Plant, Page Mix Some Old Thunder With New Emotion and Yearning


If it's true that whom the gods would humble they first exalt, Jimmy Page and Robert Plant have a date with humility in their future, although judging from their mostly glorious show on Friday at Irvine Meadows Amphitheatre, it may not be any time soon.

In their youth with Led Zeppelin, composer-guitarist Page and singer-lyricist Plant created a brand of big-gesture rock that was mainly thunder, hormones and mysticism, with very little of the stuff of scruffy, everyday life that often entered the work even of such lofty, hard-rocking peers as the Who and the Rolling Stones.

Having swung the hammer of the gods in their 20s, one would assume the time is approaching when Page, 54, and Plant, 50, won't be up to such heavy lifting. Indeed, Plant's trademark cock's-crow wail isn't as high and piercing as in his prime, and his voice has acquired a husky grain. Page's performances since the Led Zeppelin days haven't always carried the old spark.

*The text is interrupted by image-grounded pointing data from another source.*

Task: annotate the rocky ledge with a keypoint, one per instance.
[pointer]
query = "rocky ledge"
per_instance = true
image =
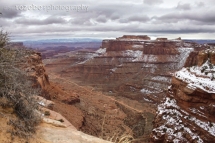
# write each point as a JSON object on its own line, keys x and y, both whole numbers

But, backed by younger players on drums, bass and keyboards, they summoned the old thunder on Friday. And when they didn't, it was often because they were busy placating the gods with songs played in a more intimate and vulnerable emotional key that could give them a credible musical path when they no longer can thunder quite so believably.

The recently released "Walking Into Clarksdale," their first album of new songs together since Led Zeppelin's breakup in 1980, is chastened and yearning, not hormonal and gigantic, and it has more purpose and feeling than most albums from '60s and '70s icons who need a fresh excuse to tour and milk the market.

Three good new numbers helped Page and Plant ease away from full-time hammer-swinging and find a more balanced mixture of titanhood and vulnerable humanity.

They opened with a swaggering but fully cohesive series of old Zep numbers highlighted by the wonderful, lurching stomp of "Heartbreaker." The set found its focus with "When the World Was Young," a poignant, soulfully yearning song from "Clarksdale" that conceded a gap between what they were and what they are now, yet prayed for the grace and strength to go on. Many of the Zep standards that dominated the show fit with Page and Plant's vision of what suits them now: intimate acoustic readings of "Going to California" and "Tangerine," and versions of "Gallows Pole," "Babe I'm Gonna Leave You" and "Thank You" exemplifying the dynamic song construction that, along with titanic force, has given Led Zeppelin's catalog such influence and staying power. Yet blitzes through "Whole Lotta Love" and "Rock and Roll" showed that they still can step assuredly into their old hammer-swinging mode.

Showing signs of wear, confessing vulnerability on a human scale, yet summoning the vigor to handle their grand musical constructs of old with fresh vitality, Page and Plant were more impressive and engaging than they would have been had they somehow pulled off a perfect impersonation of the young gods they used to be.